もちろん、オランダ社会にも多くの問題があるのですが、そこに暮らす人々の社会参加についての経験と理解という意味では、オランダは日本を圧倒しています。
例外も当然あるでしょうが、思い切って一般化してしまえば、オランダでは、支援活動にとって最も重要な要素は、オランダ国内の人々の教育であると考えられています。この背後にあるのは、「先進国の内部構造に変化が起こらなければ、発展途上国の内部構造に変化を起こすことはできない」という、オランダらしい徹底したリアリズムです。
船底に穴が開いてしまった場合は、まずは穴を補修してから船内に入ってきた水をかきだすでしょう。支援だって一時的な援助ばかりでは不十分で、やはり構造的な部分に手を入れて行かなければなりません。そして、構造変化を起こすための具体的な方法としての教育の持つ力は非常に大きいと思います。
先進国に暮らす我々は、ともすれば、穴が開いているのは発展途上国のほうだと決め付けてしまいがちです。しかし実際には、先進国と発展途上国というのは、分かちがたい一つの巨大な社会システムなのであって、大きな穴が先進国の側にも開いているのだという考え方は、我々もオランダに学ぶべきではないかと思います。

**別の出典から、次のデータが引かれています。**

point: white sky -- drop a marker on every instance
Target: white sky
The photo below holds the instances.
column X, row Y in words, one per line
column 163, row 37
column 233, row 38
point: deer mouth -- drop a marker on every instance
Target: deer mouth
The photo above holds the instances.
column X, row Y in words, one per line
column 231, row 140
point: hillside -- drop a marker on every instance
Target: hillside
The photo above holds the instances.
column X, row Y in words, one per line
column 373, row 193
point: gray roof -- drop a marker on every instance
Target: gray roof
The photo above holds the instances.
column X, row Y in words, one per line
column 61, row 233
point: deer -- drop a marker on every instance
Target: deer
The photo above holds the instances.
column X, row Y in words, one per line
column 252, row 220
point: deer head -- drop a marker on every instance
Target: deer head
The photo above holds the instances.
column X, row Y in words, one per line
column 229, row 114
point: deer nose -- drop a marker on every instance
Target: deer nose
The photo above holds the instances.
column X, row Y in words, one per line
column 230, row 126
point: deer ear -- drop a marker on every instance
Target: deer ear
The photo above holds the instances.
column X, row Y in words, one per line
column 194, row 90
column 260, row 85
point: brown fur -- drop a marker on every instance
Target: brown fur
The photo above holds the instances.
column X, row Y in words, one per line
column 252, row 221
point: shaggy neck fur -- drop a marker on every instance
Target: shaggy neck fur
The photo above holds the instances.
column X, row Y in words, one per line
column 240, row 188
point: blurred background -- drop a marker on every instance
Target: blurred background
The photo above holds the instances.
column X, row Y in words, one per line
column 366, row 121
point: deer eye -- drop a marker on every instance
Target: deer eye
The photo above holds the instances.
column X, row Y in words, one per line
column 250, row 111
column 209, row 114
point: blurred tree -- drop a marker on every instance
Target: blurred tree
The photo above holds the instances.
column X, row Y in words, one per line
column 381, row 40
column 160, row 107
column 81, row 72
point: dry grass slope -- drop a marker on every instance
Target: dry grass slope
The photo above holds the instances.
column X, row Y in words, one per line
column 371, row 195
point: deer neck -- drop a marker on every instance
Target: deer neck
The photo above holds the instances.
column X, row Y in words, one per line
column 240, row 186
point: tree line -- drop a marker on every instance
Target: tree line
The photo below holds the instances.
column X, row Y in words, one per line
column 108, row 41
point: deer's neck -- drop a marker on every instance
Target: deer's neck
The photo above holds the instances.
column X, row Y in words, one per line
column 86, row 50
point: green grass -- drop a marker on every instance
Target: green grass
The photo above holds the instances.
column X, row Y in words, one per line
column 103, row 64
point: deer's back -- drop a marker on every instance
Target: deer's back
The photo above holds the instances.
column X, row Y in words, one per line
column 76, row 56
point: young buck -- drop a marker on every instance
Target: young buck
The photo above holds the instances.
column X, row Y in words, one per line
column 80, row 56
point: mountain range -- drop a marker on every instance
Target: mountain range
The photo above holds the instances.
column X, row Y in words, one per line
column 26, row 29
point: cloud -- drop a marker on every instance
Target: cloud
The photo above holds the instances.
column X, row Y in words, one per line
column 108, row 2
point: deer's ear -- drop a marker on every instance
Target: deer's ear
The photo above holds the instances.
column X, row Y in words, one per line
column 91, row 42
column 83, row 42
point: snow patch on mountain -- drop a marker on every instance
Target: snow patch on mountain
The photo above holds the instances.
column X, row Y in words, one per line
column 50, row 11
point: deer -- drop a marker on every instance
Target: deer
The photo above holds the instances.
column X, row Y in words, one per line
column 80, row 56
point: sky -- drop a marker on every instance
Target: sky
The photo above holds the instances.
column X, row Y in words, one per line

これからChabo!の皆様と一緒に、そんな支援活動について、広くこのブログで意見交換をして行けたらと思います。
(よろしくお願いします)
2 Comments
投稿者: hoshi-zora | 2008年05月12日 02:04
酒井 穣さま、はじめまして。
私もこのような支援活動が、日本では諸外国に比較して少ないような気がいたしておりました。諸外国では、日常的に地域ボランティアや発展途上国の支援や宗教活動等さまざまな支援活動が盛んであるというふうに聞いております。日本は、教育についていろいろ問題点はありますが、発展途上国の教育の事情とは、比較のしようもない程、恵まれている状況であると思います。書籍を購入することで、私たちは、著者の智恵を共有できる上に、発展途上国の教育支援等に携わることができることは、すばらしいことだと思います。酒井さまのご著書も、かねがね気になっておりましたので、近々、「はじめての課長の教科書」を購入させていただこうと思います。
オランダからのブログ感動いたしました!
投稿者: 酒井穣 | 2008年05月15日 04:02
*hoshi-zoraさま
はじめまして!コメントありがとうございます。
僕も、日本はもっと色々な面で底力があると思います。どこか自信を失ってしまっているようなところがあり、こうした活動を通して、自分たちに出来る事は多いということを再確認することで、ムードがポジティブに変わって行くと良いです。
拙著の購入、ありがとうございます。今後とも、よろしくお願い致します。